2 przypadek ....mój ojciec pracuje we władysławowie więc jeździ przez miasteczko Reda, tam również jest stacja "lotosu" , zatankował 45 litrów PB95 do swojej hondy 1,4i po przejechaniu 20km zapaliła sie kontrola uszkodzenia silnika.......serwis bo auto na gwarancji było........... "nic nie zrobimy" zdziwienie ojca....."zatankował pan niewłasciwe paliwo" i pokazali mu "żółtą" ..szlag trafił katalizator, sonde, i coś tam jeszcze ......koszty .........2000 pln :(
nie pytajcie jaki wqrwiony był .....paragonu nie wzioł bo nigdyu nie brał ( od tatej pory bierze zawsze)

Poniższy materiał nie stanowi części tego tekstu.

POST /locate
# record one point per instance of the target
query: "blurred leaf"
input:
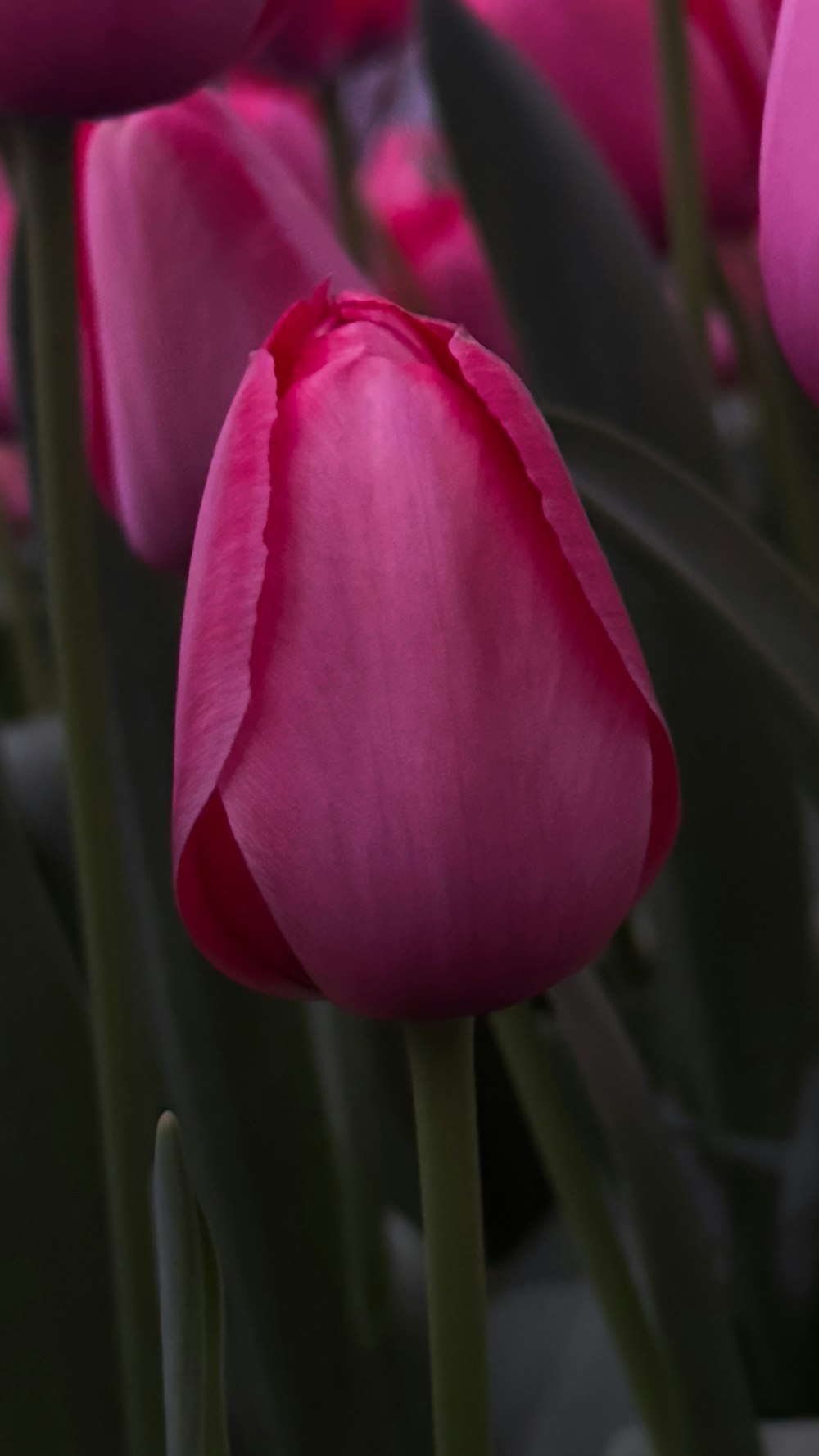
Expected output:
(190, 1291)
(241, 1078)
(548, 1349)
(779, 1439)
(732, 638)
(573, 264)
(699, 554)
(59, 1372)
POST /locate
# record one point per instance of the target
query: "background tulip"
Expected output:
(323, 35)
(287, 121)
(600, 60)
(197, 236)
(410, 190)
(106, 56)
(420, 769)
(789, 213)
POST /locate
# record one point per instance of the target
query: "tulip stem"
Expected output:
(443, 1079)
(46, 151)
(787, 454)
(31, 660)
(706, 1377)
(684, 179)
(353, 220)
(531, 1062)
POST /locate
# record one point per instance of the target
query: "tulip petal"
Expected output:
(789, 213)
(197, 236)
(213, 885)
(443, 780)
(101, 57)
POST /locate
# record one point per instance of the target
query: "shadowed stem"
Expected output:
(684, 183)
(46, 155)
(708, 1382)
(529, 1060)
(31, 658)
(443, 1083)
(353, 222)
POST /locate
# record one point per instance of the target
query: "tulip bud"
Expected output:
(95, 57)
(419, 767)
(602, 63)
(319, 37)
(789, 201)
(410, 190)
(197, 236)
(15, 495)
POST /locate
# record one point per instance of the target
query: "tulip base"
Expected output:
(443, 1083)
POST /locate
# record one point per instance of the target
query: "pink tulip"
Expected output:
(409, 188)
(789, 213)
(420, 769)
(319, 37)
(92, 57)
(197, 236)
(602, 61)
(289, 123)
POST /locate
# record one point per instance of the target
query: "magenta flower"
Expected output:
(789, 207)
(419, 769)
(88, 59)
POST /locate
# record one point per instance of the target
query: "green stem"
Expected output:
(46, 151)
(443, 1082)
(31, 662)
(708, 1383)
(790, 465)
(684, 183)
(344, 1062)
(353, 220)
(531, 1063)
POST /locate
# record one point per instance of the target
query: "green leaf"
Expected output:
(699, 554)
(59, 1372)
(239, 1074)
(732, 640)
(693, 1317)
(190, 1295)
(574, 269)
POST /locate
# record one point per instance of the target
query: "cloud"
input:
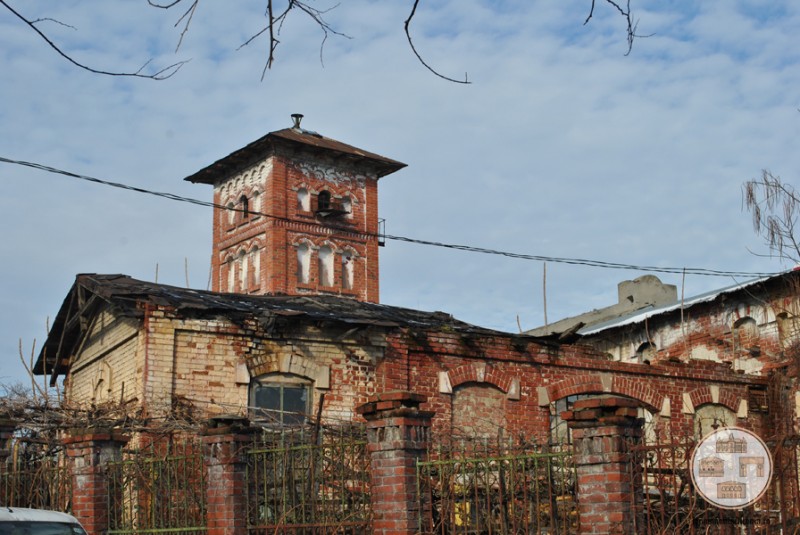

moi znajomi i klienci również potwierdzają "badziwe" tamtego paliwa.
na innych paliwach silniki pracują lepiej , ciszej , i robią do 10% więcej kilometrów.

powodzenia

: śr mar 10, 2004 5:17 pm
autor: Jagoda
Ale wbrew pozorom najwięcej oszukują na dużycz stacjach przy ruchliwych trasach.

Taka śmierdząca rozpuszcalnikiem stacja jest też w Bytowie jak się wjeżdża bodajże od strony Lęborka, nie dość, ze paliwo śmierdzi rozpuszczalnikiem, to do zbiornia 42l +/- 1,5l z zawartością jeszcze co najmniej 3l udało Mi się nalać 45l paliwa, tak więc by wynikało, że Mój zbiornik powiększył swoją opbjętość o jakieś 10%.

A przy Geancie w Łodzi na Piłsudskiego leje się paliwo tańsze o jakieś 40-50gr/l ale za to pół na pół z wodą benzyniak do domu dojedzie, ale rano już nie ruszy, a diesel jak Go pierwsze swiatła nie zatrzymają, to drugich już o własnych siłach nie obejży.

: śr mar 10, 2004 5:22 pm
autor: wupasek
to moze ja na ten lotos pojade zatankuje Uaza ;-)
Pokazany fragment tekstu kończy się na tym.